I just actually looked at the NRMP's #'s and it seems that match rates has held steady for most groups and even went up slightly for IMGs. I think 55% matched this time around vs. 47%. There were about 1097 unmatched AMGs compared to 815 last year, but there were close to 1000 more AMGs overall compared to last match. Look at 2010/2009 and those years were blood baths when it comes to unmatched AMGS-both over 1000, so it looks like AMGs are still matching quite well. The difference is that there was a huge increase in IMGs applying this year. Overall though you are right, more and more it will be difficult for foreign grads to match sadly. No way around it. It's better to know in advance than to waste money and hope.
 
Better solutions:

1) Don't leave the US to train in light of the situation. Those students just starting med school are in peril but any US citizen who would think of going abroad for training now is foolish.

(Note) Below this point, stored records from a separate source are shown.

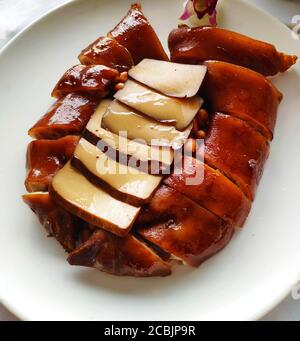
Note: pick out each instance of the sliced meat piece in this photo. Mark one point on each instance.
(71, 190)
(137, 35)
(183, 228)
(108, 52)
(242, 93)
(96, 80)
(45, 158)
(212, 190)
(119, 256)
(196, 45)
(67, 116)
(59, 223)
(237, 150)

2) Accept that US residencies are designed for US grads and that you can't buy your way into a seat. If your foreign training is so great, why not pursue a residency in the country you went to school in. Oh wait....

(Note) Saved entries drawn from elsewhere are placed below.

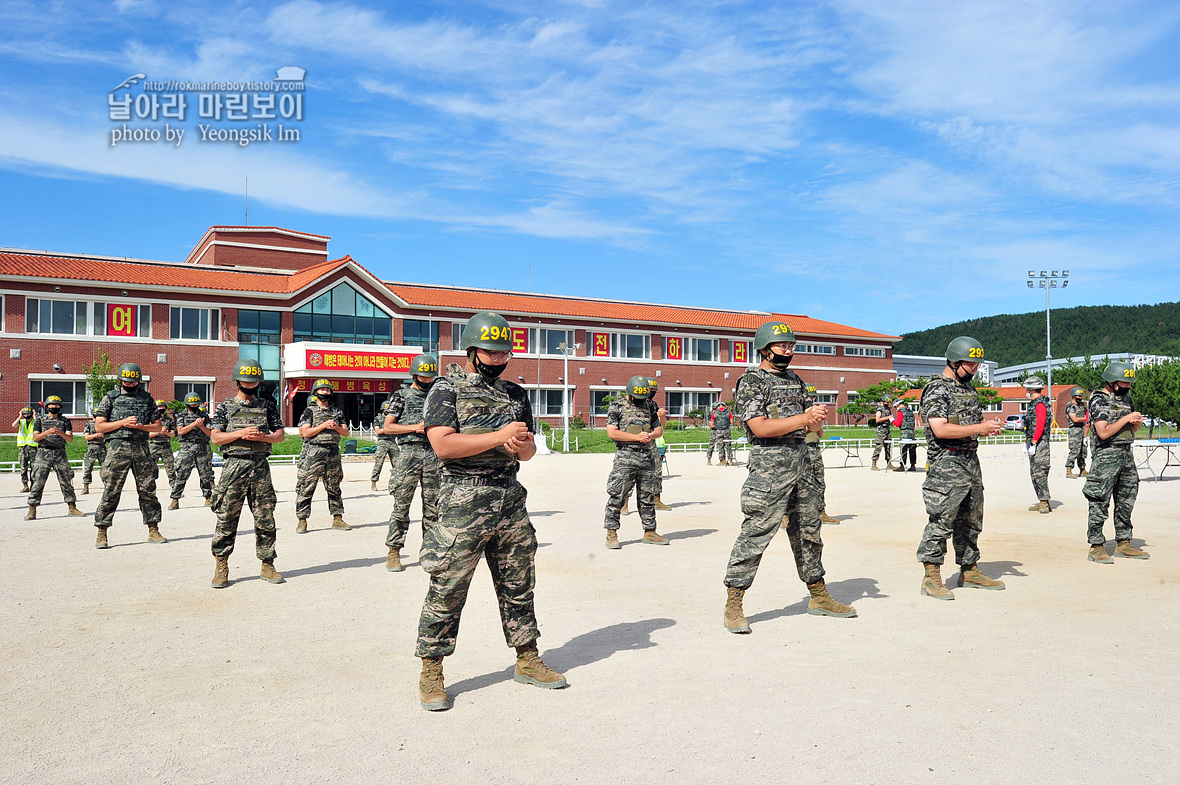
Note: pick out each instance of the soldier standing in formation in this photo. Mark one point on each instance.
(720, 424)
(954, 486)
(162, 443)
(52, 432)
(386, 446)
(1115, 420)
(96, 452)
(417, 462)
(1037, 432)
(482, 427)
(244, 427)
(633, 424)
(26, 449)
(194, 427)
(883, 439)
(128, 417)
(1077, 414)
(321, 426)
(777, 412)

Your idea is not novel and has been tried in the past. That being said, it doesn't work. Paying for residency (short term cost to the resident, long term gain) fails because it creates two standards of residents in the same program. Does not work, I know I am in academic medicine. I have seen physicians come over and do a paid fellowship (with their country/institution footing the bill) but this is a relatively rare situation compared with opening up new residency spots to IMG/FMGs with the funds to pay for it. The other question is whether we even need the spots; personally, I dont want to see any more spots in my specialty. Supply and demand; as a profession, we are better off keeping our numbers low enough that we can still have demand. No need to dilute the pool.
i noticed you are an attending- im not sure whats ur field.
im an AMG who didnt match this year. what do u recommend to increase my chances of matching next year? any advice?
 
Yup. I wish you no ill will but yours is a perfect cautionary tale that will be ignored by others in the future...but I can pretend people will read this in the future.

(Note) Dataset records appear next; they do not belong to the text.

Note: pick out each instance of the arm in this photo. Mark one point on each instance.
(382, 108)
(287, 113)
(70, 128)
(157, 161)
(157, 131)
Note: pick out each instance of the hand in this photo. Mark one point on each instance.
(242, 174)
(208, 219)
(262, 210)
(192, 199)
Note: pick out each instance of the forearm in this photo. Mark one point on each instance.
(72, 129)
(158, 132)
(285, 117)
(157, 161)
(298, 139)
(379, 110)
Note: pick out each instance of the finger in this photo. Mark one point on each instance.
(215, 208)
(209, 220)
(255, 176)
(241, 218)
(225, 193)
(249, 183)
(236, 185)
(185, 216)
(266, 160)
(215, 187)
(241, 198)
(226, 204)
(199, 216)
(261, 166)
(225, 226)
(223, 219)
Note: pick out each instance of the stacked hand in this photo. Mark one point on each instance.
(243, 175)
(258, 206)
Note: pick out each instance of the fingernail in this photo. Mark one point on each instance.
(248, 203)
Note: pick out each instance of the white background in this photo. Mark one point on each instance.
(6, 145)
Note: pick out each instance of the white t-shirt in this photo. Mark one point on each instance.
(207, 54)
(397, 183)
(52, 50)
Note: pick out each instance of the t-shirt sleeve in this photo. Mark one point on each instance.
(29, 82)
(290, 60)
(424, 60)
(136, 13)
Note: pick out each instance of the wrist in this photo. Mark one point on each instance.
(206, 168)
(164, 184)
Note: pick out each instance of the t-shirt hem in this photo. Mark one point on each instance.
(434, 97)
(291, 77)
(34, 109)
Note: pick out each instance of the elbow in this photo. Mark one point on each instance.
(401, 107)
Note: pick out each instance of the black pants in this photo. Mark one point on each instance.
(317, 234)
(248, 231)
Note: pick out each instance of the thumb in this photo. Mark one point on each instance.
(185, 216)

Your stats aren't really that decent. Your Step scores are at or below the median. You failed classes and you applied to a small number of programs in a fairly competitively specialty. And honestly, the worst thing you did was ignoring the advice of a wise advisor by not applying - or interviewing - broadly.

Hopefully you'll recover next year but you need to adjust your expectations.
Hello Gut Onc,
Do you have any constructive advice for AMG who didnt match this year in medicine? what can we do better next yr? any advice on getting a spot of-cycle? thank you!
 
Hello Gut Onc,
Do you have any constructive advice for AMG who didnt match this year in medicine? what can we do better next yr? any advice on getting a spot of-cycle? thank you!

While I am not the mighty Gutonc, I would suggest you look at RS, which currently has 5 spots in IM. Maybe you can score one.